To learn how to contribute to this repository, follow the contribution file.

License

To learn about the legal rights linked to this repository, follow the license file.

Example

This example was divided into sections to explain the main features of the package. In case of questions about a specific detail the package contains docstrings for all modules, classes, methods and functions.

Imports

The ipipeline package tries to keep things simple, therefore all the work is done through the pipeline interface imported as Pipeline and the execution interface imported as SequentialExecutor.

import logging

from ipipeline.control import SequentialExecutor
from ipipeline.structure import Pipeline


logging.basicConfig(
    format='[%(asctime)s] %(levelname)s %(name)s - %(message)s', 
    datefmt='%Y-%m-%d %H:%M:%S', 
    level=logging.INFO
)

Tasks

The functions below represent the user tasks that need to be executed in a certain order which forms a workflow with the following idea: data is extracted from somewhere, then transformed in two different ways and finally loaded to somewhere. Although this example only contains functions, the methods of an instance can also be used.

def extract() -> list:
    return [1, 2]


def transform1(x: int) -> int:
    return x + 1


def transform2(y: int) -> int:
    return y * 2


def load(x: int, y: int, z: int) -> None:
    print(f'loading - x: {x}, y: {y}, z: {z}')

Pipeline

A pipeline is the entry point for the user tasks, through it the nodes (tasks) and connections (relationships between tasks) added are represented as a graph (workflow). The graph is used by the executor and is not visible to the user.

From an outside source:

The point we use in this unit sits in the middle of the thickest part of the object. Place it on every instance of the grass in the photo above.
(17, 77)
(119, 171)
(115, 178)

pipeline = Pipeline('p1', tags=['example'])
pipeline.add_node(
    'n1', extract, outputs=['x', 'y'], tags=['extract']
)
pipeline.add_node(
    'n2', transform1, inputs={'x': 'c.x'}, outputs=['x'], tags=['transform1']
)
pipeline.add_node(
    'n3', transform2, inputs={'y': 'c.y'}, outputs=['y'], tags=['transform2']
)
pipeline.add_node(
    'n4', load, inputs={'x': 'c.x', 'y': 'c.y', 'z': 8}, tags=['load']
)
pipeline.add_conn('c1', 'n1', 'n2')
pipeline.add_conn('c2', 'n1', 'n3')
pipeline.add_conn('c3', 'n2', 'n4')
pipeline.add_conn('c4', 'n3', 'n4')

Based on the workflow defined, the pipeline was built with four nodes and four connections. Two aspects deserve attention here, the inputs and outputs parameters of the add_node method.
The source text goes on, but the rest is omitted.